Nobel brauchte gute Werbung für sein Dynamit
Der schwedische Chemiker und Industrielle hatte da gerade das Dynamit erfunden. Ein Sprengstoff, der deutlich stärker war als das damals gebräuchliche Schwarzpulver, und gleichzeitig sicherer in der Handhabung. Was Nobel noch fehlte, war so etwas wie ein guter Werbespot für sein Produkt. Und da begannen die Arbeiten am Gotthard-Eisenbahntunnel.
«Hier konnte Nobel beweisen, dass sich sein Dynamit für den Tunnelbau in hartem Gestein eignete», sagt Hansjakob Burkardt, ehemaliger Bauingenieur. Der 86-Jährige ist als Sohn eines Fabrikdirektors auf der Isleten aufgewachsen und hat die Geschichte der Halbinsel in einem Buch aufgearbeitet.
Am Gotthard konnte Nobel beweisen, dass sich sein Dynamit für den Tunnelbau eignete.
«Er suchte einen Ort in der Nähe der Baustelle, etwas abseits gelegen, wo sich ungestört Dynamit produzieren liess.» Und Nobel würde fündig: auf der Isleten, die nur per Schiff erreichbar war.
Nobel übernahm das Gebäude einer etwas früher erbauten Papierfabrik, baute den Betrieb aus.

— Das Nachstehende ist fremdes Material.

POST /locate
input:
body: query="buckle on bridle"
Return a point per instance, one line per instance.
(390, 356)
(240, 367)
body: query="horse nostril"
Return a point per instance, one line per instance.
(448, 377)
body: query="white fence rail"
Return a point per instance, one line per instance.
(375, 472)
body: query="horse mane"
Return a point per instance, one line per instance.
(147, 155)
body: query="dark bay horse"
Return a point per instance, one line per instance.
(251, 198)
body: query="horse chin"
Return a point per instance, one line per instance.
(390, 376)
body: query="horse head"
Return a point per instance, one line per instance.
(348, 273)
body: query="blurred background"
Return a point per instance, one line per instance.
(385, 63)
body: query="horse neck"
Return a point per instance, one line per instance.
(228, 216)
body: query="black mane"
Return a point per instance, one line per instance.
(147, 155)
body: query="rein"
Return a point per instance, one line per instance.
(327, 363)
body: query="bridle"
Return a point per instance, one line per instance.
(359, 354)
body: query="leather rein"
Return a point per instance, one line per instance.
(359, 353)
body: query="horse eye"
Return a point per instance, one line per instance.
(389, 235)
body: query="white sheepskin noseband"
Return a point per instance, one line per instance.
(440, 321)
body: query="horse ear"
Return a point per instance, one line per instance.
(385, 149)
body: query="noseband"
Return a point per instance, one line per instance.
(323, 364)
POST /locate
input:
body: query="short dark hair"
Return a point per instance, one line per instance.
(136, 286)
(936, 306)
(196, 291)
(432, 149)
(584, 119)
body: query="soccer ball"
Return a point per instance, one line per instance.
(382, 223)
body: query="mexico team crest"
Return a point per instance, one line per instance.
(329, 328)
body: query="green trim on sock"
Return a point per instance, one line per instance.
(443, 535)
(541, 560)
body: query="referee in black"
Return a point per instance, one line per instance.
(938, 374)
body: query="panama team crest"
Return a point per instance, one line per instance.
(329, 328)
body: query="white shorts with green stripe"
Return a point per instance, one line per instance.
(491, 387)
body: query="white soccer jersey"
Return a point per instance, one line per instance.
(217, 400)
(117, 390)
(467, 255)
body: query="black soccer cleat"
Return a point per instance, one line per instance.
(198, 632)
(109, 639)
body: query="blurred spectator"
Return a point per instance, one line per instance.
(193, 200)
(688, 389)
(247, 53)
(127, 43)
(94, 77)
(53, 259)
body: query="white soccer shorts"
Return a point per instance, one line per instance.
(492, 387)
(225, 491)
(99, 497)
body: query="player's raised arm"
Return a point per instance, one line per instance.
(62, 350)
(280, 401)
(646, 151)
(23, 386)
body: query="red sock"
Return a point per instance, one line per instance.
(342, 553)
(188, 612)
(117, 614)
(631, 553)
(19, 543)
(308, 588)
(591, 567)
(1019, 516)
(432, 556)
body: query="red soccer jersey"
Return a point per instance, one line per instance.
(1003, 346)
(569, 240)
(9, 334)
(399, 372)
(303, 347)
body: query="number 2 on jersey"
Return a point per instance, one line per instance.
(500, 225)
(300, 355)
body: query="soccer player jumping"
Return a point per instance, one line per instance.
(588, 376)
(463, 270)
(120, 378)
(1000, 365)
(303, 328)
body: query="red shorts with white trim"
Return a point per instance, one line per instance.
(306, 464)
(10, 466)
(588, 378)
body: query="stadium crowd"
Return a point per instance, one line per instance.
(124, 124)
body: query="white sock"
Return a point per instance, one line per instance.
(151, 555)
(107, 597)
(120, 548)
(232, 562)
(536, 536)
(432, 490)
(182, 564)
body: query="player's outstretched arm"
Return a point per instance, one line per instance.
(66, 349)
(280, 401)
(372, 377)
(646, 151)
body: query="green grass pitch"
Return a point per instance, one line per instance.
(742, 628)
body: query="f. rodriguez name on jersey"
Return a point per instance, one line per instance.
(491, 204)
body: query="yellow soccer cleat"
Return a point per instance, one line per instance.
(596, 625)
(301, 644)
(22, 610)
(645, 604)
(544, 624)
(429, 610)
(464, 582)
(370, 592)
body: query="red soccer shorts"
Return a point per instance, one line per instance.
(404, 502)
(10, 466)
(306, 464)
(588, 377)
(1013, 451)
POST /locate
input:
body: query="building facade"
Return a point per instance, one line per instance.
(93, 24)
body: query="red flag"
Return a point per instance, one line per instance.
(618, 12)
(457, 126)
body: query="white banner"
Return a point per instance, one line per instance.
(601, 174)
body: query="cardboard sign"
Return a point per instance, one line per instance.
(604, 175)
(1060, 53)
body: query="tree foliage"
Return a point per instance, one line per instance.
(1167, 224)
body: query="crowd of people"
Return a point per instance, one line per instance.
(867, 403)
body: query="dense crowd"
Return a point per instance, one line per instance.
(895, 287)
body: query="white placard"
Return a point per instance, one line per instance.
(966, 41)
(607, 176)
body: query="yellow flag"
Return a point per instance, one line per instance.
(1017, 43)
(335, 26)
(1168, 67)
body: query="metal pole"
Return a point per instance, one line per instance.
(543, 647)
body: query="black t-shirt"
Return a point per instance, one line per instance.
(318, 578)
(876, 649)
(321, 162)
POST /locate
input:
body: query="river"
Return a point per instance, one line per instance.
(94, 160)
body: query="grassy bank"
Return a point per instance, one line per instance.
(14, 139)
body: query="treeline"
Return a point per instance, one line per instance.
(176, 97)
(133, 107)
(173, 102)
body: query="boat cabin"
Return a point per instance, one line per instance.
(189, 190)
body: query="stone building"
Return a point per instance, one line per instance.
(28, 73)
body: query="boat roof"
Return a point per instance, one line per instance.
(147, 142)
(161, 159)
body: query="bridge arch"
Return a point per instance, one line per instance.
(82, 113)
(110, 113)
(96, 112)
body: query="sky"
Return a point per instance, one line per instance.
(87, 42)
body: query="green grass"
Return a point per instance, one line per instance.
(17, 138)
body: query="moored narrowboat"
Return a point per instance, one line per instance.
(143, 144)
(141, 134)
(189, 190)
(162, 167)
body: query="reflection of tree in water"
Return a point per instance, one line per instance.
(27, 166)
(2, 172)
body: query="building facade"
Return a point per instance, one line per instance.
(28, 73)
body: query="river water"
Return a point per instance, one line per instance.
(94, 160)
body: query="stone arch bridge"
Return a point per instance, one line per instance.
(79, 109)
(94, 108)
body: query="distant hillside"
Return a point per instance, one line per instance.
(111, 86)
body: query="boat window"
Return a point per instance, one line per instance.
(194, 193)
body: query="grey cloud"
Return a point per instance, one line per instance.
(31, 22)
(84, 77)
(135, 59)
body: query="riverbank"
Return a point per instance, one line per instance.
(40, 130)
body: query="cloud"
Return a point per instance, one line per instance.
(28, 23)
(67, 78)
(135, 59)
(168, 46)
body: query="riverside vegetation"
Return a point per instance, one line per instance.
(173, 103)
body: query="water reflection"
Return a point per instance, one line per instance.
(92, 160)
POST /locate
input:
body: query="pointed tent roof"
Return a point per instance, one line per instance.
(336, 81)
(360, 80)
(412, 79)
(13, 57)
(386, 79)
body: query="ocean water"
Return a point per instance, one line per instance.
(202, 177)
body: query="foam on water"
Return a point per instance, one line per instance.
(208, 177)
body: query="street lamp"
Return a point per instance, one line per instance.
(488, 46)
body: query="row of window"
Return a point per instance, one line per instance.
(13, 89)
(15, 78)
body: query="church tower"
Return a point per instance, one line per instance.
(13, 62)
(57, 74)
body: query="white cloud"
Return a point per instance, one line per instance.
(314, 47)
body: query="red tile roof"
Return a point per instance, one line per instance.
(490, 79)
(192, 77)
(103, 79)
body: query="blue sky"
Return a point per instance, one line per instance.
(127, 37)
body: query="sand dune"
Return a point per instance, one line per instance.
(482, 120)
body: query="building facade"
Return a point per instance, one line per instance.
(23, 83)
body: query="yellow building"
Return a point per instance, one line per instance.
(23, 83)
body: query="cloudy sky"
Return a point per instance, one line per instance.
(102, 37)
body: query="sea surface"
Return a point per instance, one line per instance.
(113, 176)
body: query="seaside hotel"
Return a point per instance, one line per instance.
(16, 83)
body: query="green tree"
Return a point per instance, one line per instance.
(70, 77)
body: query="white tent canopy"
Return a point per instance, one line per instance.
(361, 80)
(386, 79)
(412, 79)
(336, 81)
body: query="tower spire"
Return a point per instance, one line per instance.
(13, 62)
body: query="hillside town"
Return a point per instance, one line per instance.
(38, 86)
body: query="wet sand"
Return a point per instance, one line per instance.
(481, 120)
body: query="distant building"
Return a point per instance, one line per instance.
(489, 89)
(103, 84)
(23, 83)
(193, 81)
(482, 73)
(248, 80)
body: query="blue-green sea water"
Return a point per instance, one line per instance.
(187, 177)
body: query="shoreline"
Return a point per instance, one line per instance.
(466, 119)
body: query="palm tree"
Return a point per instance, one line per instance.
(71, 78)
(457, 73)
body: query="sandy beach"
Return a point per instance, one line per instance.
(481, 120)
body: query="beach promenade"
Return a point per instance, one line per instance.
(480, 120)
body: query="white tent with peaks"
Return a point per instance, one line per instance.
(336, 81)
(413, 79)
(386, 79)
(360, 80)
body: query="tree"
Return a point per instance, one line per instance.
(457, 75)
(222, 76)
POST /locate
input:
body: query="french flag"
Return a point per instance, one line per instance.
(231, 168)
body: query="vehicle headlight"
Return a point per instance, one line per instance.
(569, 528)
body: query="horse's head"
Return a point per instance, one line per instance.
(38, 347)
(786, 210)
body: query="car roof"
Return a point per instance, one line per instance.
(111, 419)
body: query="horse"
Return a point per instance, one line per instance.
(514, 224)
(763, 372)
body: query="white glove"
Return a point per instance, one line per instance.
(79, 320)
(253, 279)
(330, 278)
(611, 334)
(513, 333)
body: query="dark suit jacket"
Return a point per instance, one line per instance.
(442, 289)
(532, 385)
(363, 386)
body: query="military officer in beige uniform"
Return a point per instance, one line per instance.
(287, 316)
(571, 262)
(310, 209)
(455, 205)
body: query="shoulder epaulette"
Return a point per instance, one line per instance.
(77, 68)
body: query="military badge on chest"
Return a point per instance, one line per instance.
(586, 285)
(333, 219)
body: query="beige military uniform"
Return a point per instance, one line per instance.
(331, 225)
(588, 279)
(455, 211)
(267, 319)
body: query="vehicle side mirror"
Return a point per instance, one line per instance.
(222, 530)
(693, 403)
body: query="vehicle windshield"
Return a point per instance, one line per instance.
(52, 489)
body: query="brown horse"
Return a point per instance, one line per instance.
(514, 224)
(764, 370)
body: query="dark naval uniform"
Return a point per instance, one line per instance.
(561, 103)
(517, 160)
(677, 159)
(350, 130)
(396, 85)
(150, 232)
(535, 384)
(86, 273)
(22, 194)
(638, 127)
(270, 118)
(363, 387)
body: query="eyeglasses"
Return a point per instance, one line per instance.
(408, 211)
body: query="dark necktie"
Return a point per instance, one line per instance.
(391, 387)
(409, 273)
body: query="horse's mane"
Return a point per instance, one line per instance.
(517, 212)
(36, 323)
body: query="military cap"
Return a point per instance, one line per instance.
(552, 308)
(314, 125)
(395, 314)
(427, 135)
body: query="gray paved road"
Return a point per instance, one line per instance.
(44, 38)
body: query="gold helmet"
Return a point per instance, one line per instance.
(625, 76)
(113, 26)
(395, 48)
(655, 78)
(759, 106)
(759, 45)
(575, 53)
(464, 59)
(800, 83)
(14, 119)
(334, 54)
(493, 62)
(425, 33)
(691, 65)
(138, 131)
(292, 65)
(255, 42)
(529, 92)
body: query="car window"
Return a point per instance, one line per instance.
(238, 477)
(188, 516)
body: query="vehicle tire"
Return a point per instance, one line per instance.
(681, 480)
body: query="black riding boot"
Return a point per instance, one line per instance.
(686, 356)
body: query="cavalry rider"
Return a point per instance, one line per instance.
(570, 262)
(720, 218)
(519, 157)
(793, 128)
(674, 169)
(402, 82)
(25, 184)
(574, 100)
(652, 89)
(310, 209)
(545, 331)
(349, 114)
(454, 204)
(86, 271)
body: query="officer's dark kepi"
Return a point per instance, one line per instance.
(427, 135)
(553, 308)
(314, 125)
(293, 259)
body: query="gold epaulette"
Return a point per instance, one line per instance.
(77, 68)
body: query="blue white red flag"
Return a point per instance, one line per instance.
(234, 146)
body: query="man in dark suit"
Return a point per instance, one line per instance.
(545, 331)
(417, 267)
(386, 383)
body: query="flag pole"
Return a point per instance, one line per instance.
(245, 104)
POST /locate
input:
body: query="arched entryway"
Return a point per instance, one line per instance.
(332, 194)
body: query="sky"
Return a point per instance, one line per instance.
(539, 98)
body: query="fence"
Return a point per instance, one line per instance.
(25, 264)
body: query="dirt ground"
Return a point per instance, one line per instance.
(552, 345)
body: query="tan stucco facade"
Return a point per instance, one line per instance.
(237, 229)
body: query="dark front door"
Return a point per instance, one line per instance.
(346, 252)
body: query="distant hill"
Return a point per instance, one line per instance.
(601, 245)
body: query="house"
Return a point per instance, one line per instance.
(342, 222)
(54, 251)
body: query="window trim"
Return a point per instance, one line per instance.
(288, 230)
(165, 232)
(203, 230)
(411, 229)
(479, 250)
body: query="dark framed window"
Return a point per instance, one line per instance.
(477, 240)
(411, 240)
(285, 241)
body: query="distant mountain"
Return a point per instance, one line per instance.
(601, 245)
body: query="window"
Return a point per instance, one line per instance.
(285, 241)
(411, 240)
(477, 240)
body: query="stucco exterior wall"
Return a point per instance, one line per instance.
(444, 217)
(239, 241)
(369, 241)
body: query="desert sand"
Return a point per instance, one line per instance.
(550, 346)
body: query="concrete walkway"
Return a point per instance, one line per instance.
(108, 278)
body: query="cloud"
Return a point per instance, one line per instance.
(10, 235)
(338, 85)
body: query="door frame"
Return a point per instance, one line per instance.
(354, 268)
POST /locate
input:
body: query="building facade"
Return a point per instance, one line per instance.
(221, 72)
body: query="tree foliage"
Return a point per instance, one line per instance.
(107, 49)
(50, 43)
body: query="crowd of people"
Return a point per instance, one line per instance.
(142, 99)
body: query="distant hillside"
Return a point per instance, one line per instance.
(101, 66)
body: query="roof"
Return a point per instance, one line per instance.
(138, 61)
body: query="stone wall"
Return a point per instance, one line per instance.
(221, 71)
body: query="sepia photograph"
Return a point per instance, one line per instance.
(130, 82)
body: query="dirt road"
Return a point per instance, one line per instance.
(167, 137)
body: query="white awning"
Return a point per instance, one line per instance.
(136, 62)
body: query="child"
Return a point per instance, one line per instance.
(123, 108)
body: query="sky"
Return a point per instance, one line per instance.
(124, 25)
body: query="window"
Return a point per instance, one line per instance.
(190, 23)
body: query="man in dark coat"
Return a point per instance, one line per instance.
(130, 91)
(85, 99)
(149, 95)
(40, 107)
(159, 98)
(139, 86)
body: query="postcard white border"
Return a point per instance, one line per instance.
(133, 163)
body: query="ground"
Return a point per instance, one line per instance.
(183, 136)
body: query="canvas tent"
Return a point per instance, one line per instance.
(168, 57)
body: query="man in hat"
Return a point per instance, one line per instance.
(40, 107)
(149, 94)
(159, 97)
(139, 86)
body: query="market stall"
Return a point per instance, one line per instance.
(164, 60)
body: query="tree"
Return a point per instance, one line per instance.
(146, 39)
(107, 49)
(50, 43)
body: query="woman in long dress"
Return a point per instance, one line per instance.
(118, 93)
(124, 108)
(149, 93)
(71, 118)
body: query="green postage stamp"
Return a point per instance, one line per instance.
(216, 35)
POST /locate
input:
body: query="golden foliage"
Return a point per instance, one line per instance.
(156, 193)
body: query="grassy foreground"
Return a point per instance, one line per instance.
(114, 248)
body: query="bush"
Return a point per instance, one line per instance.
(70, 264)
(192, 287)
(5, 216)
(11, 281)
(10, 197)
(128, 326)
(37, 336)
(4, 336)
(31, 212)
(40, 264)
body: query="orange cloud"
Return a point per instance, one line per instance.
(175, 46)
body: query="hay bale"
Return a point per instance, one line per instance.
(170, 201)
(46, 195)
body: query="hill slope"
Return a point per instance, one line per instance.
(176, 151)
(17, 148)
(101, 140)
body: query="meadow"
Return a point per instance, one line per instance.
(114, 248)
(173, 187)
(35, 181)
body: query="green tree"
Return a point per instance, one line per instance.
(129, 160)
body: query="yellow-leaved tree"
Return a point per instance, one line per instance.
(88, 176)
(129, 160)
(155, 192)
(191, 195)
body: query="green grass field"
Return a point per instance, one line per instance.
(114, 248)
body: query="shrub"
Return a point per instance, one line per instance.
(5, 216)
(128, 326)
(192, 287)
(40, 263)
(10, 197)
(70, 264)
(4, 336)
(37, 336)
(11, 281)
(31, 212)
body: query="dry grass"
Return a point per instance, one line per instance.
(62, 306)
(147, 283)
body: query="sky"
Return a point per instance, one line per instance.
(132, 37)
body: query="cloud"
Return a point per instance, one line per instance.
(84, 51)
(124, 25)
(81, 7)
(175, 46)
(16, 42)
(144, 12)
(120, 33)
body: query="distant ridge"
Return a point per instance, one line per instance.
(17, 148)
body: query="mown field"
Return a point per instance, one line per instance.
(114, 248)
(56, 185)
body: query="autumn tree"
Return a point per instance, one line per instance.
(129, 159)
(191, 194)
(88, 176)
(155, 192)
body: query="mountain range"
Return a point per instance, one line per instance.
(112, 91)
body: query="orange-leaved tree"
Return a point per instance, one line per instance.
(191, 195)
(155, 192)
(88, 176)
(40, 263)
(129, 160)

Lieferte dann Dynamit per Schiff nach Flüelen, von wo es zur Tunnelbaustelle nach Göschenen transportiert wurde.
«Ob Nobel selber auf der Isleten war, lässt sich nicht nachweisen», sagt Burkhardt. «Aber die Fabrik hier war ein Aushängeschild in seinem Industrieimperium.»
Die Schweiz lechzte nach Isleten-Sprengstoff
Anfangs des 20. Jahrhunderts verkaufte Nobel die Fabrik an den französischen Cheddite-Konzern. Bis zu 100 Beschäftigte arbeiteten in den besten Zeiten auf der Isleten, viele wohnten dort. Die Geschäfte liefen gut, die Schweiz brauchte Sprengstoff für Kraftwerkbauten, für Tunnels, für Festungen im Alpenmassiv.
Doch die Fabrik verpasste irgendwann den Anschluss, sagt Hansjakob Burkhardt: «Die Entwicklung bei den Sprengstoffen ging weiter, doch man hielt zu lange am Alten fest.» Die Nachfrage nach Sprengstoff nahm ab den 1990er-Jahren stetig ab, vor wenigen Jahren schloss Cheddite die Fabrik ganz.
Seither dämmert das Gelände vor sich hin – als verwitterter Zeuge der Urner Industrialisierung mit ungewisser Zukunft.